– Но ты – другое дело, – продолжала она. – Вы были такими близкими друзьями, и ваша дружба длилась так долго. Как я этому завидовала. Я думала: если бы мы с ним не влюбились друг в друга, тогда у
Но мы ничего не могли с собой поделать. Наша любовь была так сильна, как будто ее нам кто-то наколдовал. Это оказалась одна из тех великих страстей, испытать которые дано лишь немногим, в то время как удел всех остальных – только слушать рассказы или грезить о чем-то подобном.
Даже сейчас это кажется мне любовью-легендой – такой же прекрасной, ужасной и обреченной.
Я помню, что тогда находиться рядом с вами двоими было все равно, что сидеть возле печки. И еще помню, что когда ваш брак начал распадаться, я подумала, что из-за этого кто-то из вас в конце концов умрет. До этого ты сам как-то сказал мне, что порой тебе кажется, что ты делаешь что-то запретное, даже преступное. А она, воспитанная в католической семье, была убеждена, что такая любовь, похожая на идолопоклонство, наверняка грех. И в конце концов именно это и довело твою вторую жену до отчаяния: не твои бесконечные измены, а уверенность в том, что великая любовь бывает только раз в жизни, что твои чувства к ней не могут сравниться с тем, что ты чувствовал к своей первой жене, которой, как она всегда боялась, все еще принадлежит твое сердце.
– Если бы мы только не влюбились друг в друга, – она повторяла это раз за разом. – Я только что думала об этом, сидя в такси по дороге сюда. Помнишь, как мы все его боготворили? Как мы все были исступленными поклонницами его таланта? Как нас тогда называли?
– Литературной семьей Мэнсона[59]
.– О господи, да. Брр! Как я могла забыть.
Помнишь, как мы благоговейно внимали каждому твоему слову, как бежали и покупали каждую книгу и каждый альбом, о которых ты нам говорил?
Помнишь, как все, что мы писали, было только жалким подражанием тому, что писал ты?
Помнишь, как ты заставил нас поверить, что когда-нибудь тебе присудят Нобелевскую премию?
– Он хорошо писал, – говорю я. – Лучше и успешнее, чем большинство других писателей.
– Но я слышала, что последние года два он почти ничего не писал.
– Это верно.
– Неужели он казался настолько подавленным? Он что-нибудь об этом говорил? Я спрашиваю не из праздного любопытства, это действительно не давало мне спать по ночам. И почему он бросил преподавать?

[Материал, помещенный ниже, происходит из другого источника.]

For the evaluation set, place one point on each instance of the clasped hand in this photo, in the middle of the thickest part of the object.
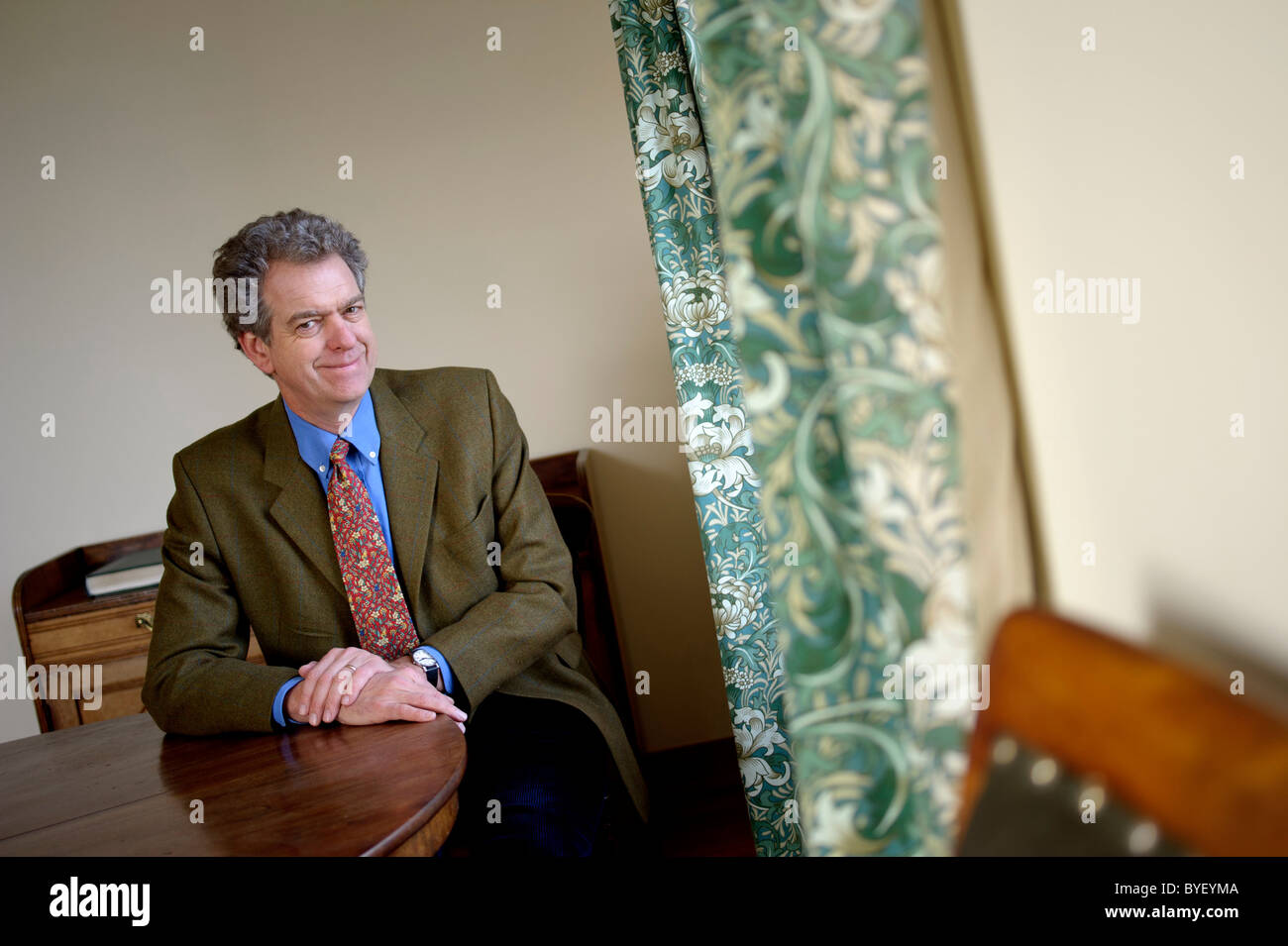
(359, 688)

Я повторяю ей все твои жалобы, которые не слишком-то отличались от того, что мы каждый день слышим от других преподавателей: теперь даже выпускники лучших университетов не могут отличить хорошее предложение от плохого, никому в современных издательствах больше нет дела до того, как написана та или иная книга, книги умирают, литература умирает, а престиж писателя упал так низко, что остается только диву даваться, почему в наши дни все вплоть до бабушек тщатся что-то написать, считая, что это непременно принесет им славу.
Я рассказываю ей, как ты потерял веру в предназначение художественной литературы – ведь теперь никакой роман, как блистательно он ни был бы написан, каких бы ни содержал идей, уже не оказывает на общество сколько-нибудь значительного воздействия, и теперь уже невозможно даже представить себе чего-либо похожего на то, что заставило Авраама Линкольна сказать Гарриет Бичер-Стоу[60]
, когда они встретились в 1862 году:– Так это вы – та маленькая женщина, которая начала такую большую войну?
Если Авраам Линкольн действительно это сказал.
И тут я вспоминаю о твоем интервью.
Как странно, что я вообще могла про него забыть, даже на время. Ты дал это интервью, которое, вероятно, стало для тебя последним, для первого номера нового литературного журнала, основанного на Среднем западе.
В этом интервью ты предрек, что среди писателей скоро начнется волна самоубийств.
– И когда же, по вашему мнению, это произойдет?
– Скоро.
Я помню, что была удивлена, когда ты ничего не сказал мне об этом интервью, которое я, вероятно, так бы и не прочла, если бы мне его не отправил на почту еще один мой друг.
Я помню, что интервьюер задал тебе обычный в таких случаях вопрос о твоей аудитории, о том, представляешь ли ты себе какого-то конкретного читателя, когда пишешь очередную книгу. Тогда ты пустился в рассуждения об отношениях между писателем и читателем и о том, как эти отношения изменились. Когда ты был молодым писателем, кто-то сказал тебе:
– Никогда не исходи из предположения, что твой читатель менее умен, чем ты сам.